Like MCP, every AI operation also feeds Otoroshi's real-time metrics under the ai.* namespace. They are always on when Otoroshi metrics are enabled — independent of any audit opt-in. Names are flat (the metric API carries no tags); the <op> segment is the operation, equal to the consumed_using value with / replaced by . (e.g. chat/completion/blockingchat.completion.blocking).
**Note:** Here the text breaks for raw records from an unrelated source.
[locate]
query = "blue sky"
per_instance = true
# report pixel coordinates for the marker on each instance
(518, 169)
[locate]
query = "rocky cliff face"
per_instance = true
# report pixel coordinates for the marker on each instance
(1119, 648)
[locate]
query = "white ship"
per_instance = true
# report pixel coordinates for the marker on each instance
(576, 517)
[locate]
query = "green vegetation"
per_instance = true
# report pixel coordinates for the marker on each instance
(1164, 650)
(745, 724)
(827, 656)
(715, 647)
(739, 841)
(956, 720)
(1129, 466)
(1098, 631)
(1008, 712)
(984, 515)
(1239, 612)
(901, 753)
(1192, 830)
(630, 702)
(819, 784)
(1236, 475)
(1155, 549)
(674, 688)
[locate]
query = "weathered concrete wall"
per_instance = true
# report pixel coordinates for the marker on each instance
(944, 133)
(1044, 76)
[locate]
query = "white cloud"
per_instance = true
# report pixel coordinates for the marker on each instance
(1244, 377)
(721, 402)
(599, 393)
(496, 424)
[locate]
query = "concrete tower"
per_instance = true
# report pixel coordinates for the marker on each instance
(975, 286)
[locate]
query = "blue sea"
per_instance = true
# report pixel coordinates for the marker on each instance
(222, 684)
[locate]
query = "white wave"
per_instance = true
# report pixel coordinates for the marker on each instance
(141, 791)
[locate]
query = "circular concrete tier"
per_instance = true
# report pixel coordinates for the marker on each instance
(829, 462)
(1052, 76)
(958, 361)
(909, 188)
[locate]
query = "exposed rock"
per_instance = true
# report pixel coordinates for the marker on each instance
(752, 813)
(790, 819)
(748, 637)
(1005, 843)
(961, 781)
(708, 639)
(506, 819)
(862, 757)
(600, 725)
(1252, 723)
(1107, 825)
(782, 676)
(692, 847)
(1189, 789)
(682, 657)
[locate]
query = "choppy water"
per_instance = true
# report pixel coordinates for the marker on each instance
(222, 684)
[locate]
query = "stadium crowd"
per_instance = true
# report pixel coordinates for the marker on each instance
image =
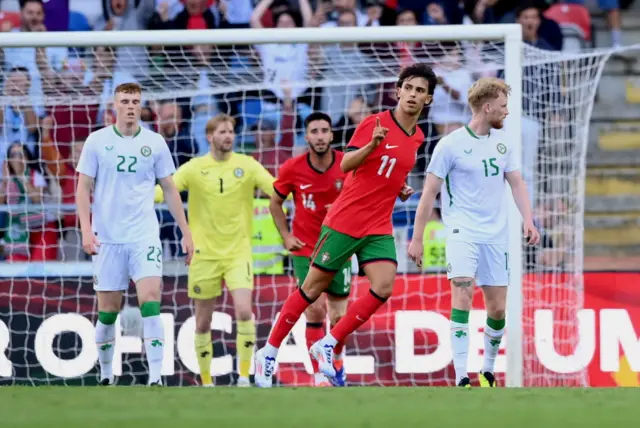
(42, 132)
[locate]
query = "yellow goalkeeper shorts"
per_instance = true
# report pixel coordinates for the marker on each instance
(206, 276)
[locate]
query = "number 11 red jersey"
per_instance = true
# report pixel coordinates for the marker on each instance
(313, 192)
(366, 202)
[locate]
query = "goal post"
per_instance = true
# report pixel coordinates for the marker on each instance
(387, 352)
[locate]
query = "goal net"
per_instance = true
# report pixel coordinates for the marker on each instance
(47, 305)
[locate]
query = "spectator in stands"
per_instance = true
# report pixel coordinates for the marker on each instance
(127, 15)
(235, 13)
(32, 20)
(339, 62)
(63, 169)
(528, 15)
(450, 109)
(175, 131)
(346, 126)
(443, 13)
(270, 152)
(56, 15)
(614, 18)
(478, 12)
(196, 15)
(75, 121)
(32, 235)
(18, 120)
(328, 13)
(285, 63)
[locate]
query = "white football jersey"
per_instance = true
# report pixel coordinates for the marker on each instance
(474, 200)
(125, 170)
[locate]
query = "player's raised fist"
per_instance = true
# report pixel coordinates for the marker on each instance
(90, 243)
(291, 243)
(379, 133)
(406, 192)
(416, 250)
(188, 248)
(531, 232)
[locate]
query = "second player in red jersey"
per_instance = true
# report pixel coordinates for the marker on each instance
(315, 180)
(382, 153)
(314, 191)
(366, 204)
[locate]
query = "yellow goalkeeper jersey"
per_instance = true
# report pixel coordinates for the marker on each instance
(220, 202)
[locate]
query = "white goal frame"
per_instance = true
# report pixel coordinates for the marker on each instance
(509, 34)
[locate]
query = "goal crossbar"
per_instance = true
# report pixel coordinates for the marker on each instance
(510, 33)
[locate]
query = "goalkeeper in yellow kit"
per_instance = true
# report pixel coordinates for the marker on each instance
(221, 187)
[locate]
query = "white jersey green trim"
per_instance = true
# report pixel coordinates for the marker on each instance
(473, 169)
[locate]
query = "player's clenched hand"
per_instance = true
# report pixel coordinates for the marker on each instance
(90, 243)
(379, 133)
(531, 233)
(291, 243)
(416, 250)
(406, 192)
(187, 248)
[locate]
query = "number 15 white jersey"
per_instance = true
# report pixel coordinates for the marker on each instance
(474, 200)
(125, 170)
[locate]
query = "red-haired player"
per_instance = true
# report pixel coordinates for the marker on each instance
(379, 157)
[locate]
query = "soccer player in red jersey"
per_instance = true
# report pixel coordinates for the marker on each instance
(315, 180)
(379, 157)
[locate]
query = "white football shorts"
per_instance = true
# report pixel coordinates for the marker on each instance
(115, 264)
(487, 263)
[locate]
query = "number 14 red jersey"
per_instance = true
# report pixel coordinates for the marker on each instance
(366, 203)
(313, 192)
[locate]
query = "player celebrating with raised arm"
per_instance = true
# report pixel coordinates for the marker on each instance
(124, 161)
(221, 186)
(380, 155)
(315, 179)
(470, 167)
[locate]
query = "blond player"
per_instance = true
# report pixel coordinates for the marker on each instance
(471, 167)
(121, 164)
(221, 187)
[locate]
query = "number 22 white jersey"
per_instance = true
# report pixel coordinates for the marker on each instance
(125, 170)
(473, 196)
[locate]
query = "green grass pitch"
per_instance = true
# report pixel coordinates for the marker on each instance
(122, 407)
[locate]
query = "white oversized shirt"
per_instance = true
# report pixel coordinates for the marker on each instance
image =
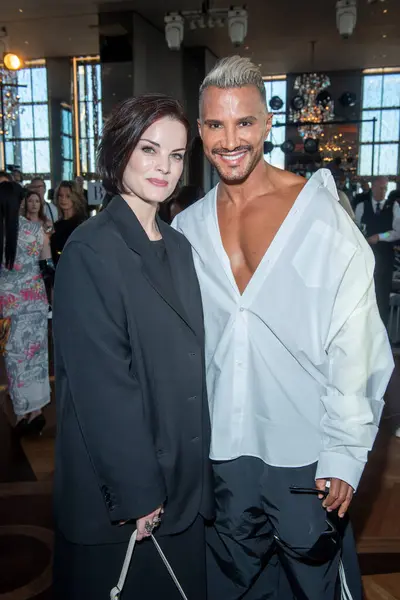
(298, 365)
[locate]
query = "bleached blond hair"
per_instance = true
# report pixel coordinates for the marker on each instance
(234, 72)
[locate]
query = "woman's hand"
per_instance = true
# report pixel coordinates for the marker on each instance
(144, 525)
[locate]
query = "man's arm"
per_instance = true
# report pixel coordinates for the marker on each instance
(360, 366)
(93, 347)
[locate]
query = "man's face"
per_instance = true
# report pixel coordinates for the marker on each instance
(233, 125)
(379, 189)
(39, 187)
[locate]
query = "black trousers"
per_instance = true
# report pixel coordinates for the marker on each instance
(243, 560)
(90, 572)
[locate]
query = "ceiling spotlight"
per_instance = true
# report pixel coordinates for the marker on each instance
(237, 25)
(174, 28)
(276, 103)
(346, 17)
(297, 102)
(12, 62)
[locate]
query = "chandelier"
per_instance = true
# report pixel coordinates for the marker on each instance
(9, 105)
(312, 105)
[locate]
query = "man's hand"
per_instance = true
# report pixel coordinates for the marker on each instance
(373, 239)
(141, 523)
(340, 495)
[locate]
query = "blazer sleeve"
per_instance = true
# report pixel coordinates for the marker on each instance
(91, 336)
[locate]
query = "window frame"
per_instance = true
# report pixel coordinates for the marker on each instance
(15, 139)
(84, 104)
(377, 144)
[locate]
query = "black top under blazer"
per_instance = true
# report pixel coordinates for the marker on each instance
(133, 428)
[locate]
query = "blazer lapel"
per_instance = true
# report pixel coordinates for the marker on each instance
(138, 241)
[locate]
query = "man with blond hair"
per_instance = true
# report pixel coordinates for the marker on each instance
(297, 356)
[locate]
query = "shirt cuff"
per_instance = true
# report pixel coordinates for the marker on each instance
(339, 466)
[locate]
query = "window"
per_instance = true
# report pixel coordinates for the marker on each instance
(67, 150)
(89, 121)
(379, 140)
(276, 86)
(27, 143)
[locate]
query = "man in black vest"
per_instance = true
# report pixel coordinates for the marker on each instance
(380, 219)
(363, 195)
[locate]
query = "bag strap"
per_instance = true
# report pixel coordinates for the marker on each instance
(116, 591)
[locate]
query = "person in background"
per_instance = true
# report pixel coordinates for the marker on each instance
(186, 196)
(72, 209)
(23, 299)
(344, 195)
(79, 182)
(18, 176)
(132, 416)
(38, 185)
(4, 176)
(33, 210)
(380, 219)
(365, 193)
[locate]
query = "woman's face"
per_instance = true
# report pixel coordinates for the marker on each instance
(33, 205)
(156, 164)
(65, 200)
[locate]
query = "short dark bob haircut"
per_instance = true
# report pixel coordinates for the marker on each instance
(123, 130)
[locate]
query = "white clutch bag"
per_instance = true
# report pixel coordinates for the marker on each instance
(116, 591)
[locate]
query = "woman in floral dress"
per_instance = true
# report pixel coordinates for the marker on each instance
(23, 298)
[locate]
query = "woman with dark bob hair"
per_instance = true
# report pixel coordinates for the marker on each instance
(132, 417)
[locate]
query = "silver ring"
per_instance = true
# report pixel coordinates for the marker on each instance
(148, 527)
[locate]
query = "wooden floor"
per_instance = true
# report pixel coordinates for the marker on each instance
(26, 476)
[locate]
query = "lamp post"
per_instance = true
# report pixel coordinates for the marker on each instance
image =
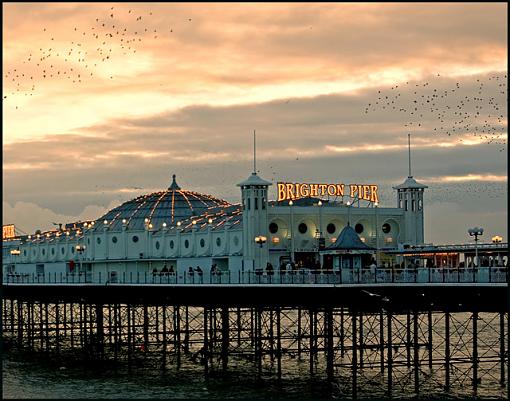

Covered operations: chat.completion.blocking|streaming, completion.blocking|streaming, embedding_model.embedding, audio_model.translate|stt|tts, image_model.generate|edit, moderation_model.moderate, video_model.generate, ocr.extract, search.query, embedding_store.add|search|remove.

Operations

MetricTypeDescription
ai.calls / ai.errorscounterTotal AI operations / failures (all operations)
ai.<op>.calls / ai.<op>.errorscounterCalls / failures for a given operation
ai.<op>.durationtimerLatency of a given operation (for streaming: time-to-stream-start)
ai.provider.<kind>.calls / .errorscounterBreakdown by provider kind (e.g. ai.provider.openai.calls)

Volume (chat & embedding)

MetricTypeDescription
ai.tokens.prompt / ai.tokens.generation / ai.tokens.reasoning / ai.tokens.totalcounterCumulative tokens consumed
ai.cost.micro_usdcounterCumulative cost in micro-USD (1e-6 USD); precise accounting stays in LLMUsageAudit / budgets

Cross-cutting

MetricTypeDescription
ai.cache.hit / ai.cache.miss (+ `ai.cache.[strategy].hitmiss`)counter
ai.guardrail.<outcome> (+ ai.guardrail.<kind>.<outcome>, ai.guardrail.calls)counterGuardrail outcomes (<outcome> = pass / deny / error, <kind> = regex, llm, prompt_injection, …)
ai.fallback.callscounterProvider fallbacks triggered
ai.circuit.open / ai.circuit.closecounterProvider circuit-breaker transitions
ai.budget.exceededcounterRequests blocked by a budget
ai.model_constraint.deniedcounterRequests denied by model allow-listing

Using data exporters

You can use Otoroshi data exporters to extract LLM usage information and send it to any external system (Elasticsearch, Kafka, webhooks, etc.).

lb

Make sure to filter events on LLMUsageAudit:

{
"include": [{
"audit": "LLMUsageAudit"
}],
"exclude": []
}

For detailed information about LLMUsageAudit events, event fields, operation types, and dashboard examples, see the Reporting documentation.

Dashboarding

You can use LLMUsageAudit events to build dashboards with tools like Kibana, Grafana, or any visualization tool.

See the Reporting section for Elasticsearch data exporter configuration examples and event structure details.